Y, a pesar de todo, Pereira le invitó a comer, sostiene, y escogió un restaurante del Rossio. Le pareció la elección más adecuada para ellos, porque en el fondo eran dos intelectuales y aquél era el café y el restaurante de los literatos, en los años veinte había sido famoso, en sus mesas habían nacido las revistas de vanguardia, en resumen, que allí iban todos, y quizá alguno siguiera yendo todavía.

Bajaron en silencio por la Avenida da Liberdade y llegaron al Rossio. Pereira escogió una mesa en el interior, porque fuera, bajo el toldo, hacía demasiado calor. Miró a su alrededor, pero no vio a ningún literato, sostiene. Los literatos están todos de vacaciones, dijo para romper el silencio, tal vez estén veraneando, algunos en la playa, otros en el campo, en la ciudad sólo quedamos nosotros. Quizá simplemente estén en su casa, respondió Monteiro Rossi, no deben de tener muchas ganas de salir por ahí, con los tiempos que corren. Pereira sintió una cierta melancolía, sostiene, pensando en aquella frase.

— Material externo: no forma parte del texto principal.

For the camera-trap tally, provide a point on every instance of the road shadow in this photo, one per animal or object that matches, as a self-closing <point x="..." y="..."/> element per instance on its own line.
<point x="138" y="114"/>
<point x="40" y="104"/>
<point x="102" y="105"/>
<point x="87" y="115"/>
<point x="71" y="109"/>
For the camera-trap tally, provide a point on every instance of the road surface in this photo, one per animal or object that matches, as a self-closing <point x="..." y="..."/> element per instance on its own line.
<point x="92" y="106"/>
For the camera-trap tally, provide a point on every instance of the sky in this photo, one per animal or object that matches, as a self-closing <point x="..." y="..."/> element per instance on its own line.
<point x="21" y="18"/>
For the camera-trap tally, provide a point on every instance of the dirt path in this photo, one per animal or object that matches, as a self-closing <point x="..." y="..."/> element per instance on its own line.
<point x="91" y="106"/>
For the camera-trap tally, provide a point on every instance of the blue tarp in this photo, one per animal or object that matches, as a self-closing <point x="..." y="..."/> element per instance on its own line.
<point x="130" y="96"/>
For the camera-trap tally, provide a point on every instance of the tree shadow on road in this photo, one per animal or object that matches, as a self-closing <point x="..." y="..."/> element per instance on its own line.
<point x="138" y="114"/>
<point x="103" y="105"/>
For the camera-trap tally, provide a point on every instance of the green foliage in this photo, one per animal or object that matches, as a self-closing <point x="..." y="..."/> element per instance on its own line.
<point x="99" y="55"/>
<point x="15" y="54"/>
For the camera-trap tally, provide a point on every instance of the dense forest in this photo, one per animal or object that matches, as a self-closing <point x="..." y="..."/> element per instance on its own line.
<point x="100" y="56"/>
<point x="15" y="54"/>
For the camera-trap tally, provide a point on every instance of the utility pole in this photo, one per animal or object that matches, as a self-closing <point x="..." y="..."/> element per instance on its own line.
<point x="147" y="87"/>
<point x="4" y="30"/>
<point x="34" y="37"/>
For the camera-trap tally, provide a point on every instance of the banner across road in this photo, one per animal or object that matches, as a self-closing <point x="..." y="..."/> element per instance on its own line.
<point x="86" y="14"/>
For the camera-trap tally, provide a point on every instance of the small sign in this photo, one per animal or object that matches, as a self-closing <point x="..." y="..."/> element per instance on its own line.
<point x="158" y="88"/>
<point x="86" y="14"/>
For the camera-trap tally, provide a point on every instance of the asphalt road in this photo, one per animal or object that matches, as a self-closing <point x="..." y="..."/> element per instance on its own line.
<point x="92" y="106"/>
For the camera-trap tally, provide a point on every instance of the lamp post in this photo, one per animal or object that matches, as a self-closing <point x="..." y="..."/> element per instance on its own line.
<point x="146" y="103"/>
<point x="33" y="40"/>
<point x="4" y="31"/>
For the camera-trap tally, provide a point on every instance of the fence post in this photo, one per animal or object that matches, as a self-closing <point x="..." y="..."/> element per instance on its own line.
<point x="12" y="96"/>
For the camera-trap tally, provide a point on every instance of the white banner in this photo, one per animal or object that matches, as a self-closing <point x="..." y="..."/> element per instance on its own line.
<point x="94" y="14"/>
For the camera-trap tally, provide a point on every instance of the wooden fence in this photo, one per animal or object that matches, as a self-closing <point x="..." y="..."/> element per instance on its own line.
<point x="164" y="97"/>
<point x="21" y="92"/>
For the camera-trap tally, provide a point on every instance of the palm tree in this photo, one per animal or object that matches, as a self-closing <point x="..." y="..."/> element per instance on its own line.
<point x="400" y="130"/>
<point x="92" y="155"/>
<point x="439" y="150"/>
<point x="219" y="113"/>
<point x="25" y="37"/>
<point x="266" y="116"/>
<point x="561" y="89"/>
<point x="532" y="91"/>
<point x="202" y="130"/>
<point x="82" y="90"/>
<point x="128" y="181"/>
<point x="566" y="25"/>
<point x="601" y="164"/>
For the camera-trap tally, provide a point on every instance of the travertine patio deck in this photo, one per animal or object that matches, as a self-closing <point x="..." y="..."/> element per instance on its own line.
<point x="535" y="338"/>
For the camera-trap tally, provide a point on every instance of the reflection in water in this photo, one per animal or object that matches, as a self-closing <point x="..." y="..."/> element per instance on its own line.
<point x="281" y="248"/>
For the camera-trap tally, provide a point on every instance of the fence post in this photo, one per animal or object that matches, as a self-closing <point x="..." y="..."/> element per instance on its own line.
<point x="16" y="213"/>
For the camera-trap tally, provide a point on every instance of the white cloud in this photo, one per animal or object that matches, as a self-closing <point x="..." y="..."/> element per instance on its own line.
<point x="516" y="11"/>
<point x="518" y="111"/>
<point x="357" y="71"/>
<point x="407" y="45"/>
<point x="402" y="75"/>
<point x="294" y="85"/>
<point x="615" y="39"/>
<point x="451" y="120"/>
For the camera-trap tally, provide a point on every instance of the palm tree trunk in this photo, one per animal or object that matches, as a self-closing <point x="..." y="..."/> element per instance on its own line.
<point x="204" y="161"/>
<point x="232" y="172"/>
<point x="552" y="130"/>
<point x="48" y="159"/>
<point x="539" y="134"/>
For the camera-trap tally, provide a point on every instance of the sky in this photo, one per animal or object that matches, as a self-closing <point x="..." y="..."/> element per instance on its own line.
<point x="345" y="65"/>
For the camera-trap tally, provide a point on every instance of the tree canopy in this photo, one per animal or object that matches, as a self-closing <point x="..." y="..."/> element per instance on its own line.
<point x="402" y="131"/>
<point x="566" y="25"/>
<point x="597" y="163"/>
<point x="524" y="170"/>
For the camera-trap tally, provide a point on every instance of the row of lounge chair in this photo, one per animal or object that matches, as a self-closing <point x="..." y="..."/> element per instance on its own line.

Comprendió que estaban solos, que no había nadie cerca con quien poder compartir su angustia, en el restaurante había dos señoras con sombrerito y cuatro hombres de aspecto siniestro en una esquina. Pereira eligió una mesa aislada, se colocó la servilleta en el cuello de la camisa, como hacía siempre, y pidió vino blanco. Me apetece tomarme un aperitivo, explicó a Monteiro Rossi, normalmente no tomo alcohol, pero ahora necesito un aperitivo. Monteiro Rossi pidió una cerveza de barril y Pereira le preguntó si no le gustaba el vino blanco. Prefiero la cerveza, respondió Monteiro Rossi, está más fresca y es más ligera, y además no entiendo de vinos. Pues es una pena, susurró Pereira, si quiere usted convertirse en un buen crítico debe refinar sus gustos, debe cultivarse, debe aprender a conocer los vinos, la gastronomía, el mundo. Y después añadió: Y la literatura. Y en ese momento Monteiro Rossi musitó: Tendría que confesarle una cosa, pero no me atrevo. Pues dígamela, dijo Pereira, haré como que no me entero. Más tarde, dijo Monteiro Rossi.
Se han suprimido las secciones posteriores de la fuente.